3 Ağustos 2014 tarihinde 73. Ferman başladığında yüzbinlerce insan dağlara doğru kaçtı. HPG ve YPG savaşçıları Şengal dağları ve Rojava arasındaki insani koridoru açtıktan sonra yüzbinlerce Êzîdî, Rojava, Başûr ve Bakûrê Kürdistan’a geçti. Şengal dağlarında da binlerce aile kaldı. Êzîdîler içinde de değişik siyasal fikirler vardı. TEV-DA, Komünist Partisi, İlerici Êzîdî Partisi, Islah Hareketi, Êzîdî Gelecek Hareketi gibi değişik siyasi akımları benimseyen Êzîdîler kalmıştı dağda. Ben de Şengal’de Komünist Partisi'nin bir komitesinin sorumlusuydum. Bizim siyasi bir tecrübemiz vardı. Fakat bu ferman tüm durumları değiştirdi. Kadın ve genç kızlar da içinde olmak üzere hepimiz ilk etapta savaşçı olduk. HPG ve YPG’li kardeşlerimizle Şengal Dağı'nı ve dağda kalan binlerce Êzîdî'yi koruma görevini üstlendik. Yaklaşık beş ay boyunca bu dağlarda halkımız için savaşçı olduk.

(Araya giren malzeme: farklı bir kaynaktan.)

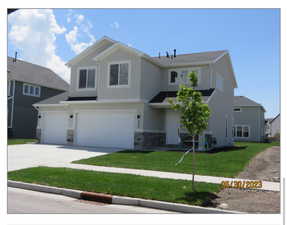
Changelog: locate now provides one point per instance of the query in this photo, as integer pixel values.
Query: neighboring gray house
(27, 84)
(249, 122)
(273, 126)
(118, 98)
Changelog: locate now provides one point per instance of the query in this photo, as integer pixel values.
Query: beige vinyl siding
(254, 118)
(151, 79)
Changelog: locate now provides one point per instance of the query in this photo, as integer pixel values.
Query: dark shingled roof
(244, 101)
(35, 74)
(82, 98)
(55, 99)
(172, 94)
(201, 57)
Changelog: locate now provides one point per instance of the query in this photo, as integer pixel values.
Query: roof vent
(167, 55)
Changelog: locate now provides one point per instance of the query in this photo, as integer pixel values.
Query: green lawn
(120, 184)
(225, 162)
(17, 141)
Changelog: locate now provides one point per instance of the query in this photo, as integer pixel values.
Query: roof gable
(104, 40)
(242, 101)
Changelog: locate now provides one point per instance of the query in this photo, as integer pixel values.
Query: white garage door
(105, 128)
(55, 127)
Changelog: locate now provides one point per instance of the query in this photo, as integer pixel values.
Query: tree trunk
(193, 161)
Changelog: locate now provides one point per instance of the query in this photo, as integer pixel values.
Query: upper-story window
(219, 82)
(87, 78)
(241, 131)
(9, 87)
(119, 74)
(179, 75)
(31, 90)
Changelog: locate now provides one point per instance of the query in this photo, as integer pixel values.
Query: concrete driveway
(31, 155)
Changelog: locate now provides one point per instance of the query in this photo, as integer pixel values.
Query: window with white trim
(31, 90)
(87, 78)
(219, 82)
(119, 74)
(242, 131)
(179, 75)
(9, 87)
(237, 109)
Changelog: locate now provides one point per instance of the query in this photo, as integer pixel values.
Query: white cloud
(79, 18)
(82, 30)
(33, 31)
(115, 25)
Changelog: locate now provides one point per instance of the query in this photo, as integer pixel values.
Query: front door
(172, 122)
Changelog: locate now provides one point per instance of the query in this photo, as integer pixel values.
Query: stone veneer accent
(70, 136)
(38, 134)
(142, 139)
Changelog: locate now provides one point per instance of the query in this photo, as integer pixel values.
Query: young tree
(194, 114)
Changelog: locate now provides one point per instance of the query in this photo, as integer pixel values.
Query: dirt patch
(264, 166)
(249, 201)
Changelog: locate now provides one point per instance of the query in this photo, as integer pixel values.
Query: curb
(113, 199)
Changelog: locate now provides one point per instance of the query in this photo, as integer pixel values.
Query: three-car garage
(95, 128)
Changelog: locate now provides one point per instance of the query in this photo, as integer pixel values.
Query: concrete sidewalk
(266, 185)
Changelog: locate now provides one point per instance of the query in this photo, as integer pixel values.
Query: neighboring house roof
(194, 58)
(55, 99)
(244, 101)
(275, 118)
(161, 96)
(35, 74)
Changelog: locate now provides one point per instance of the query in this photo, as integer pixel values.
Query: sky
(51, 37)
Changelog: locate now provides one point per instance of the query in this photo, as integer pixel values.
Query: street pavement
(26, 202)
(32, 155)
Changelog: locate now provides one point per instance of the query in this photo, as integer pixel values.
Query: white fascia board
(115, 47)
(188, 64)
(112, 101)
(47, 105)
(88, 50)
(211, 96)
(220, 56)
(160, 105)
(231, 67)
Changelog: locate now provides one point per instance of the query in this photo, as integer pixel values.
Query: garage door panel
(107, 129)
(55, 128)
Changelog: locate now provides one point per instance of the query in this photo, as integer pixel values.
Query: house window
(219, 82)
(31, 90)
(119, 74)
(179, 76)
(241, 131)
(226, 128)
(173, 77)
(87, 78)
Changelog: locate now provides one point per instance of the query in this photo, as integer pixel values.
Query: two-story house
(118, 98)
(27, 84)
(249, 121)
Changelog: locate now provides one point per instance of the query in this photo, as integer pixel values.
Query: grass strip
(168, 190)
(225, 162)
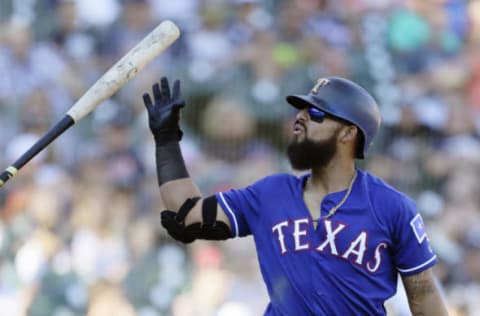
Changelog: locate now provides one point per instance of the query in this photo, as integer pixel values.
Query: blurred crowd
(79, 225)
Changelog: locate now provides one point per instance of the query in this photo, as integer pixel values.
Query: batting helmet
(344, 99)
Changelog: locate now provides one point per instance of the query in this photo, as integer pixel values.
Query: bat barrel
(43, 142)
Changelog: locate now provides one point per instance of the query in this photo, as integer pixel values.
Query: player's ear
(348, 134)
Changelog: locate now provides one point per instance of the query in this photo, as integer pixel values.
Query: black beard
(307, 154)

Êzîdîler içindeki bu değişik siyasi akımlara mensup olanlar ve dağda kalan bizim ileri gelenlerimiz, pîr ve şêxlerimizle bazen oturup durum değerlendirmesi yapıyor ve yaşananları tartışıyorduk. Aylık olarak belki 5-6 defa bu şekilde toplantılarımız oluyordu. Hepimiz “Çocuklar ve kadınların da yer aldığı bu 6 aylık direniş, büyüktür. Fakat örgütleyemezsek bu direniş sonuç alamaz ve boşa çıkar” diyorduk. Bu temelde halkımızın istemi ve Êzîdîler içindeki değişik çevrelerle yaptığımız tartışmalar sonucunda, direnişi örgütlemesi için bir Meclis'in kurulması gerektiği kanaatine vardık. Meclis'in hem Şengal dağlarında kalan Êzîdîleri hem de Kürdistan'a dağılıp çadır kamplarda kalan Êzîdîlerin geleceği açısından önemli bir adım olacağına inandık. Bu inançla ilk adımı attık.
Meclis'in temel amacı nedir?
Eğer halkımız örgütlü olsaydı, 73. Ferman gerçekleşmezdi. Girişim olsaydı bile bilançosu bu kadar ağır olmazdı. Bundan dolayı Meclis'in temel amacı halkımızı örgütlemek ve yaralarını sarmaktır.
Kuruluş için 14 Ocak 2015’te bir konferans yaptınız. Biraz o atmosferi anlatır mısınız?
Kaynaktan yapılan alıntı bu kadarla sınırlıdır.